In adapting the Japanese manga by Masamune Shirow (previously made into an eye-catching 1995 animated feature), director Rupert Sanders (2012's "Snow White and the Huntsman") and screenwriters Jamie Moss (2008's "Street Kings"), William Wheeler (2016's "Queen of Katwe") and Ehren Kruger (2014's "Transformers: Age of Extinction") have made a reasonably cohesive picture, but not a particularly memorable one. Offering not quite enough about which to think, captivate, or thrill, the film goes through the motions at a sluggish clip. It all feels too familiar by a half, from a premise which reminds at key junctures of Alex Proyas' superior 2004 thriller "I, Robot," to a tone that recalls Steven Spielberg's 2002 pic "Minority Report," to set design and art direction clearly inspired by—but far less vivid than—"Blade Runner." How is it that Ridley Scott's 1982 classic frequently has better special effects and a more immersive handle of its flashy, virtuoso city surroundings than 2017's "Ghost in the Shell?" An introductory CG aerial shot, for example, appears less photorealistic than 2014's "The LEGO Movie."

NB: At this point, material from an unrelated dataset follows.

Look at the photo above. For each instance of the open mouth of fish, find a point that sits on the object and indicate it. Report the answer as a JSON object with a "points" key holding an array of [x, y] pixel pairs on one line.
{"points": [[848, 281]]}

Sanders wastes little time dropping viewers into the thick of the story and manages to convey a lot of exposition without feeling the need to hold anyone's hand. What his direction lacks is energy. Those expecting dynamite action set-pieces and pulse-pounding fight choreography will be left wanting. Even as his canvas is potentially immense, the film too often plays on a small scale, missing the mark on satisfactorily exploring its post-modern reality and fictional, Asian-infused locale of glittering skyscrapers, bustling elevated byways, and holographic ad displays.

If one never gets a feel for the city as a whole or its intermingling populace of humans and robots, a bit of solace comes in the form of Scarlett Johansson (2014's "Under the Skin"), as Major Mira Killion. In recent years, Johansson has become a go-to action star, playing Black Widow in the ongoing Marvel Cinematic Universe and the title role in 2014's "Lucy." Believably tough and feminine, she is able to hold her own in onscreen death-defying circumstances while always digging deeper to find the layers underneath her fierce exterior. Johansson does that again here, and as she begins to piece together her former life it is the character-focused moments in the narrative's second half—including her poignant connection to a lonely older woman, Hairi (Kaori Momoi)—which work best. In a key supporting role, the suddenly middle-named Michael Carmen Pitt (2012's "Seven Psychopaths") brings intensity and even speckles of gravitas to middling screen time as Kuze, a cloaked android gone rogue who shares more in common with Major than she could possibly predict. Juliette Binoche (2014's "Godzilla") is also better than the project calls for as Major's creator, sympathetic scientist Dr. Ouélet.

Paramount and Dreamworks Pictures' hope for "Ghost in the Shell" is that it will be the start of a new franchise. The ingredients are all in place to expand its mythology and further explore its lead character, both before and after her artificial intelligence transformation, yet the enterprise barely shifts out of first gear. Whether viewed as a standalone piece or the start of a series, this is underwhelming science fiction, neither creatively alive enough to catch more than a spark nor thoughtful enough to pack an emotional punch. In spite of the occasional effective moment, when all is said and done there isn't much to grab hold of or remember. "Ghost in the Shell" travels on a straight, narrow, oft-mediocre line, escalating tension negligible as Scarlett Johansson tries, and frequently succeeds in, rising above the murky fray.